Article from Jaunākās Ziņas

A front page article from the Aug. 11, 1920, edition of the Rīga daily newspaper Jaunākās Ziņas reports the news of the Latvian-Russian Peace Treaty. (Illustration by Andris Straumanis)

In August, Latvia marks three anniversaries worth noting. On Aug. 11, 1920, Russia signed a peace treaty with Latvia. Nineteen years later, on Aug. 23, 1939, the Soviet Union signed a non-aggression pact with Nazi Germany.

This promise of non-aggression between Stalin and Hitler led to one of the bloodiest wars in human history and put an end to peace and independence in Latvia. On Aug. 21, 1991, Latvia restored that peace and regained its independence.

Of all the parties involved in these three proclamations and declarations of August, only the Republic of Latvia seems to still exist. The Soviet Union self-destructed in 1991, Nazi Germany was dismantled in 1945 (also in August, at the Potsdam Conference), and the Federal Socialist Republic of Russian Soviets, which served as the government of Russia in 1920, is a historical footnote as well.

For Latvia, the 1920 peace treaty with Russia is one of the cornerstones of its statehood, because it ended the last remaining threat to the independence that Latvia had declared in 1918, and opened the doors to full international recognition of Latvia’s sovereignty. (The United States did it in 1922.) It also played a legally compelling role in preserving the legitimacy of Latvia’s suspended sovereignty during 50 years of Soviet occupation, and was often cited after Aug. 21, 1991, when countries around the world restored their relations with a restored Republic of Latvia.

Earlier this month President Valdis Zatlers opened the exhibition “From August to August. The Latvian – Russian Peace Treaty,” at the Latvian National History Archives to commemorate the 90th anniversary of the signing of the Latvian–Russian Peace Treaty. The exhibition was organized together with the Latvian Foreign Ministry at the initiative of former Foreign Minister Māris Riekstiņš. In his remarks at the opening, present Foreign Minister Aivis Ronis called the treaty “Latvia’s covenant with the world.” Both Ronis and Riekstiņš stressed the importance of linking the past with the present.

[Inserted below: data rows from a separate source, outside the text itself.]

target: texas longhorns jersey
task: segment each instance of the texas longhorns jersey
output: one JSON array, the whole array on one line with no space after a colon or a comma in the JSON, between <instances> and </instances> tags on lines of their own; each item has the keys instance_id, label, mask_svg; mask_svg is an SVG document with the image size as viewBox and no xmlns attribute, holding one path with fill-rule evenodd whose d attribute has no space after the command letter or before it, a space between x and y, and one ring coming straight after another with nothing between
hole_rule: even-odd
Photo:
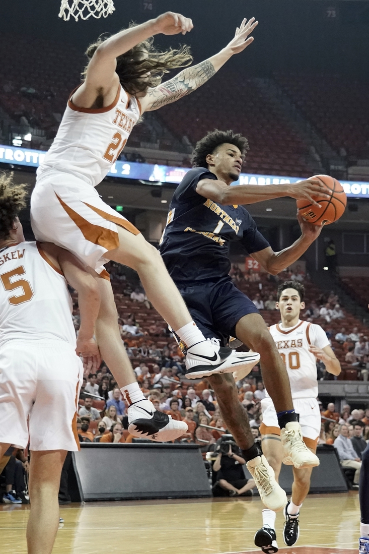
<instances>
[{"instance_id":1,"label":"texas longhorns jersey","mask_svg":"<svg viewBox=\"0 0 369 554\"><path fill-rule=\"evenodd\" d=\"M76 175L96 187L126 145L140 116L141 105L121 85L114 102L98 109L76 106L73 93L37 176L56 170Z\"/></svg>"},{"instance_id":2,"label":"texas longhorns jersey","mask_svg":"<svg viewBox=\"0 0 369 554\"><path fill-rule=\"evenodd\" d=\"M72 308L65 277L37 243L0 250L0 346L43 339L75 348Z\"/></svg>"},{"instance_id":3,"label":"texas longhorns jersey","mask_svg":"<svg viewBox=\"0 0 369 554\"><path fill-rule=\"evenodd\" d=\"M324 348L329 341L320 325L299 320L292 327L272 325L269 331L285 364L293 398L316 398L318 381L316 358L309 345ZM266 396L269 395L266 391Z\"/></svg>"}]
</instances>

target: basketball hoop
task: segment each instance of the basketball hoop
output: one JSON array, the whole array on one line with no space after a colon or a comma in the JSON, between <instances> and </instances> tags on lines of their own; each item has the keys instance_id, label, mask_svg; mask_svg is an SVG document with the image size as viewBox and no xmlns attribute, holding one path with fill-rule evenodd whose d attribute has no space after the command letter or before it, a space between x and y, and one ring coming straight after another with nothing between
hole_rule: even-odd
<instances>
[{"instance_id":1,"label":"basketball hoop","mask_svg":"<svg viewBox=\"0 0 369 554\"><path fill-rule=\"evenodd\" d=\"M71 16L78 21L88 19L92 16L98 19L107 17L115 10L113 0L61 0L59 17L69 21Z\"/></svg>"}]
</instances>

Memories of the Aug. 23, 1939 Molotov-Ribbentrop Pact also played a leading role in Latvia’s remarkable drive to restore its independence in the late 1980s. The first massive demonstration to protest this pact took place in Rīga on Aug. 23, 1987, at the Freedom Monument. Two years later on this day, 2 million Latvians, Lithuanians and Estonians joined hands across the length and breadth of their countries to announce their intention to restore their independence. The “Baltic Way” of Aug. 23, 1989, led to independence for the Baltic countries in August 1991. From August to August, indeed.

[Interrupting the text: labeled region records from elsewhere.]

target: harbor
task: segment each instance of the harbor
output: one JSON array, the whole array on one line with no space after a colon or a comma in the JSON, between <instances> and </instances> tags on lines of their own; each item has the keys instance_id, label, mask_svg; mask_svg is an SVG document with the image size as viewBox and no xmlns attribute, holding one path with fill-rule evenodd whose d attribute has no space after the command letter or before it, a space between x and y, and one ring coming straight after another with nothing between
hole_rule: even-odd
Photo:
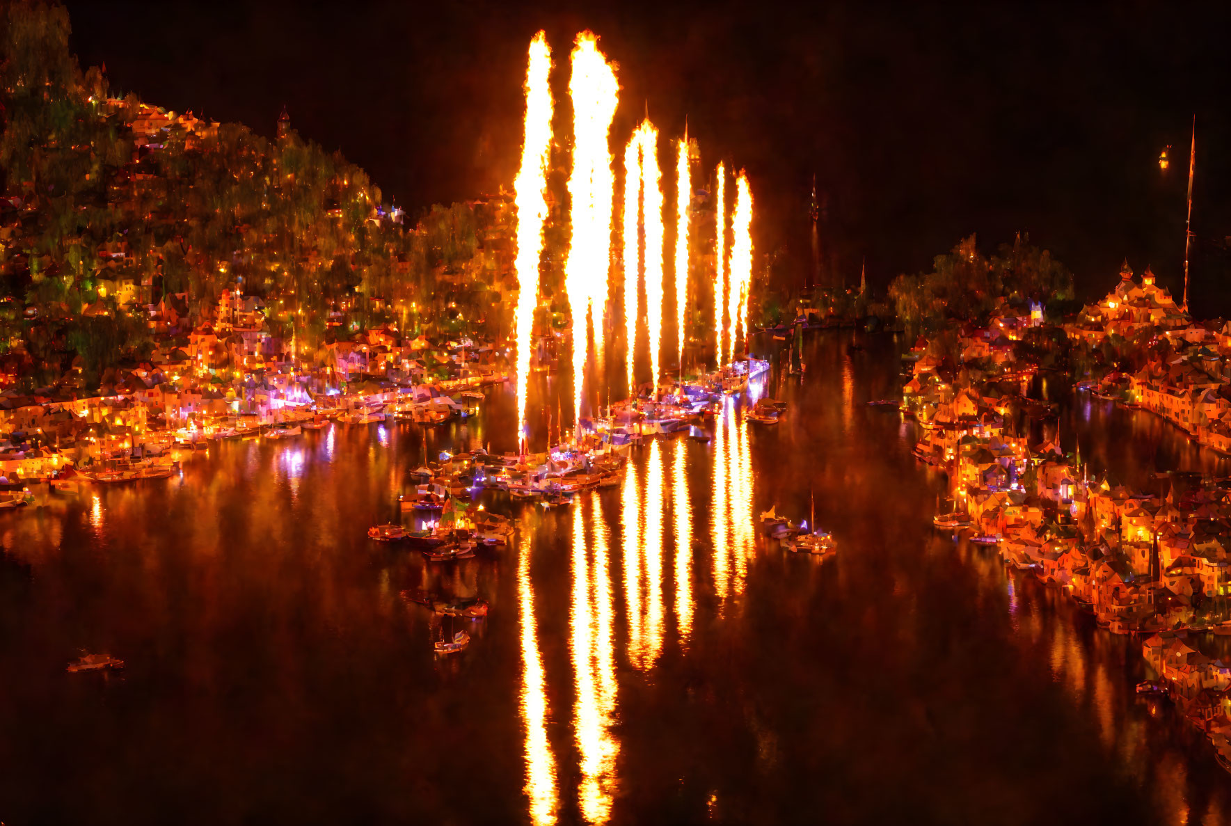
<instances>
[{"instance_id":1,"label":"harbor","mask_svg":"<svg viewBox=\"0 0 1231 826\"><path fill-rule=\"evenodd\" d=\"M809 332L806 373L779 378L776 358L764 379L788 407L778 426L745 423L745 395L709 442L648 439L618 487L569 507L483 494L515 542L447 564L366 531L399 515L425 446L438 455L507 432L507 389L443 427L225 441L167 480L0 516L12 595L0 618L27 629L0 643L17 675L4 748L27 755L0 779L14 820L84 817L98 784L137 819L177 810L190 776L238 795L198 803L202 819L270 799L279 811L299 800L304 816L522 822L548 808L565 821L1225 812L1208 740L1136 694L1140 643L995 550L933 531L945 485L911 454L917 426L867 404L895 393L908 345ZM547 377L540 390L554 390ZM1066 420L1091 439L1083 452L1131 427L1162 463L1203 462L1174 428L1136 419L1147 414L1085 411ZM1129 475L1140 459L1117 443L1109 462ZM757 527L771 507L798 524L810 500L832 558ZM464 615L470 599L486 613ZM458 632L464 650L435 651ZM65 675L80 649L126 667ZM90 757L100 750L108 761ZM52 795L53 776L82 794ZM436 792L405 794L420 779Z\"/></svg>"}]
</instances>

So far, we have passed the mid-point of August 2010, and no new pacts, peace treaties or proclamations of major historical consequence have occurred. Latvia is completing two decades of restored independence, the global economic crisis of the last few years seems to be abating, and we are talking more about the record-breaking heat than recorded dates in history.

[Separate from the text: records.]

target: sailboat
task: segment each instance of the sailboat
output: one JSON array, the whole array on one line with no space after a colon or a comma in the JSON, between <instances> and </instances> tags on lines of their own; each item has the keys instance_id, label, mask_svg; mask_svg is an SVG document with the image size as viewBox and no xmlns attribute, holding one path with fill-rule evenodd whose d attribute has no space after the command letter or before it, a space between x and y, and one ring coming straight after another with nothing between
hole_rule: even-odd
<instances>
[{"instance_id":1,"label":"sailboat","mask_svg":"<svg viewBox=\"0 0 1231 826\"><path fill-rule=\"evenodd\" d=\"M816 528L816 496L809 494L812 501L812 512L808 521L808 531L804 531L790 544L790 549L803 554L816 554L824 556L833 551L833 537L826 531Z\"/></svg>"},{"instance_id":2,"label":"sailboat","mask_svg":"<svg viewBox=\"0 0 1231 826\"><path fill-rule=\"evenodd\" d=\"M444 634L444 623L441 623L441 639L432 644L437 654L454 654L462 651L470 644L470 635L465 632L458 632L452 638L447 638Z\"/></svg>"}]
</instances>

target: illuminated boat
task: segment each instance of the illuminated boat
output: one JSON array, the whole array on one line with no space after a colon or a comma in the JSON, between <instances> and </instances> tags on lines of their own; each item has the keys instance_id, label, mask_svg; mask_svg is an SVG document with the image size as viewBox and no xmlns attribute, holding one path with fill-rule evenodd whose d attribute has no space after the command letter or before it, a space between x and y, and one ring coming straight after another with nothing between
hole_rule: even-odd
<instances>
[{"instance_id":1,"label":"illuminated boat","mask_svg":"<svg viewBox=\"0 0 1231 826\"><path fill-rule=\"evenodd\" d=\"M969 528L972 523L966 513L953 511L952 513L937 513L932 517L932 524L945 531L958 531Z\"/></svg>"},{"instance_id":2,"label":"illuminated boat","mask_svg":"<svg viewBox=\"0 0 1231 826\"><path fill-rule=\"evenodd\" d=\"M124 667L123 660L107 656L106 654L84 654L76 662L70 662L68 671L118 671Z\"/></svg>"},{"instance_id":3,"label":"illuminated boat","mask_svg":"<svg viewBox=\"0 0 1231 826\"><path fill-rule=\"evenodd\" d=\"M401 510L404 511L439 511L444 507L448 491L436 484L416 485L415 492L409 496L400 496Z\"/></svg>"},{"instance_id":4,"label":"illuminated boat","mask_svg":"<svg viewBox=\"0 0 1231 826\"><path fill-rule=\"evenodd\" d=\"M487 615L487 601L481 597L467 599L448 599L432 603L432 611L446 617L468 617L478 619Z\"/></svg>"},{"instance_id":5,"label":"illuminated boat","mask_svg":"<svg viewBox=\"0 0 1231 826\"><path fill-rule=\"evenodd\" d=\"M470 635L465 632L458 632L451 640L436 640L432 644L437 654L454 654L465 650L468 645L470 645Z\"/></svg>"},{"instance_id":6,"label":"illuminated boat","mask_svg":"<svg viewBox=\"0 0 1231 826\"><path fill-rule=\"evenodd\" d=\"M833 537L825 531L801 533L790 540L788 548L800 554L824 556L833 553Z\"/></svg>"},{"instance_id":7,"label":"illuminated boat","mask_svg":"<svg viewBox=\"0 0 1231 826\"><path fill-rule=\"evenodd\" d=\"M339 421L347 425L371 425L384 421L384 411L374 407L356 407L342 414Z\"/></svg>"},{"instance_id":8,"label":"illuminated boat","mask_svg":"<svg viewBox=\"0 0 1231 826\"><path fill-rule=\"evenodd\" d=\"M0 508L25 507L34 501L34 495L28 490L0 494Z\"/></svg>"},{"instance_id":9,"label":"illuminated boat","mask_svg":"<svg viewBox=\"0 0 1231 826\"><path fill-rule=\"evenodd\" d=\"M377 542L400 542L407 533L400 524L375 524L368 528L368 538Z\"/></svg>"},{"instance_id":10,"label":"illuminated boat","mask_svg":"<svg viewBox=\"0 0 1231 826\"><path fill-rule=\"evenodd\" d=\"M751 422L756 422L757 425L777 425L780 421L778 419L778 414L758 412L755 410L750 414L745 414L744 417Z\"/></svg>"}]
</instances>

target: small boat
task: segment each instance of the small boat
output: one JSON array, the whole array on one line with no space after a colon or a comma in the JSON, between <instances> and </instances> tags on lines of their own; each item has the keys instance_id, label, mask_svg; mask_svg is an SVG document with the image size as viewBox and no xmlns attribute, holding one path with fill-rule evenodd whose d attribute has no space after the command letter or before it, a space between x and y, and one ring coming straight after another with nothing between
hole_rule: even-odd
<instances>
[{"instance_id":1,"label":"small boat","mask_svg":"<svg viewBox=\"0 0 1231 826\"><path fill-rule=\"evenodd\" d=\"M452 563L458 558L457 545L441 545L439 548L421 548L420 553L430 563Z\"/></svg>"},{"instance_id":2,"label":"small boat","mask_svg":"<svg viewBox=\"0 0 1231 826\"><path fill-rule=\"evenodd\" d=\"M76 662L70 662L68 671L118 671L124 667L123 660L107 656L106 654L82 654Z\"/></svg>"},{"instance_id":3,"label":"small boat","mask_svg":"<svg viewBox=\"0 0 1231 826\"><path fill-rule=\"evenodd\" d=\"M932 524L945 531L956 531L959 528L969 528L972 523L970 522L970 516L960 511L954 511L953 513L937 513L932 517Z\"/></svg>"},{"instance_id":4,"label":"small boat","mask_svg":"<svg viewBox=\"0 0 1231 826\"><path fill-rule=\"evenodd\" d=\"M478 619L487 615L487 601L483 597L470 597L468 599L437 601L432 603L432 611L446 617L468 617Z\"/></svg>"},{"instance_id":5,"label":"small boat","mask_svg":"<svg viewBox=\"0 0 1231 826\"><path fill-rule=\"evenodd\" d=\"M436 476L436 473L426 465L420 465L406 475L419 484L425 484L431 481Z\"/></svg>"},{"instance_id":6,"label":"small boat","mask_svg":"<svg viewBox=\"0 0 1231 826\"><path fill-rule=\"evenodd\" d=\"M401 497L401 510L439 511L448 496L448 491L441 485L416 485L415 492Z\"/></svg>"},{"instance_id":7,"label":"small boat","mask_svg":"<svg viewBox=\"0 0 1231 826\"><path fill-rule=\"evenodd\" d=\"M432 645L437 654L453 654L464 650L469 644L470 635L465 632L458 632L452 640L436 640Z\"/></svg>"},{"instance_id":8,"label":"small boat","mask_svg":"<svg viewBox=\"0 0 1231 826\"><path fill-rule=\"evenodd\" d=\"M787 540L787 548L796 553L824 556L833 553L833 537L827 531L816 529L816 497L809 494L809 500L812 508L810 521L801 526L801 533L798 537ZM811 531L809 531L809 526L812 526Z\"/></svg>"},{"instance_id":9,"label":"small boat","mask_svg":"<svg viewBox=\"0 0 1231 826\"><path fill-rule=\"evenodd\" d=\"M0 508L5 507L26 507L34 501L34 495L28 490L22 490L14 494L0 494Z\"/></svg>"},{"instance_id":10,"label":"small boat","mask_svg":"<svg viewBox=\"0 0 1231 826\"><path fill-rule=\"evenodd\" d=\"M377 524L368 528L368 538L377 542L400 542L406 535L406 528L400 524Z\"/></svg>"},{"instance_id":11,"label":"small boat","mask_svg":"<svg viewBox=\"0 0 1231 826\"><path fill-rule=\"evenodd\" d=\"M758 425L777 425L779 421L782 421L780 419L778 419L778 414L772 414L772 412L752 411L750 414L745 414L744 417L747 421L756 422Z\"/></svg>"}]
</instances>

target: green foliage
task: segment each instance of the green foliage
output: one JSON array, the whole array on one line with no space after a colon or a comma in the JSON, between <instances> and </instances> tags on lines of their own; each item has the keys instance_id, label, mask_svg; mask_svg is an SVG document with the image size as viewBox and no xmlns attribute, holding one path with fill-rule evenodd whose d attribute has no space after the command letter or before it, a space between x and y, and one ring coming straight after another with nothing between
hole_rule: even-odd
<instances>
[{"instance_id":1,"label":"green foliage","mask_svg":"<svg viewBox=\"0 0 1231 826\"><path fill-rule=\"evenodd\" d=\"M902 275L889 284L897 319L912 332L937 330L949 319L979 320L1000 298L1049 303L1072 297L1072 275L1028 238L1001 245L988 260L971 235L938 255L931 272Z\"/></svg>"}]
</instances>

Of course, the political atmosphere in Latvia is heating up because we face another parliamentary election on Oct. 2, but that’s par for the course in a lively democracy. While candidates argue about prescriptions for the future, it is still valuable to reflect on the ironies of the past. We established our 1st Saeima (parliament) in 1922, thanks in part to the Latvian-Russian Peace Treaty of 1920. After our 4th Saeima (elected in 1931), Latvia lost its independence thanks to the Molotov-Ribbentrop Pact. And in 1993 we elected our 5th Saeima, thanks to restoration of independence in August 1991.

Now, thankfully, we elect our 10th Saeima. We only managed four sittings of parliament before World War II, but are now approaching our sixth following the end of the Cold War. For Latvians, August is not just a bridge between summer and fall, but also a fitting time to look into the past, so that we can better plan our future. It always pays to look both ways before crossing any street.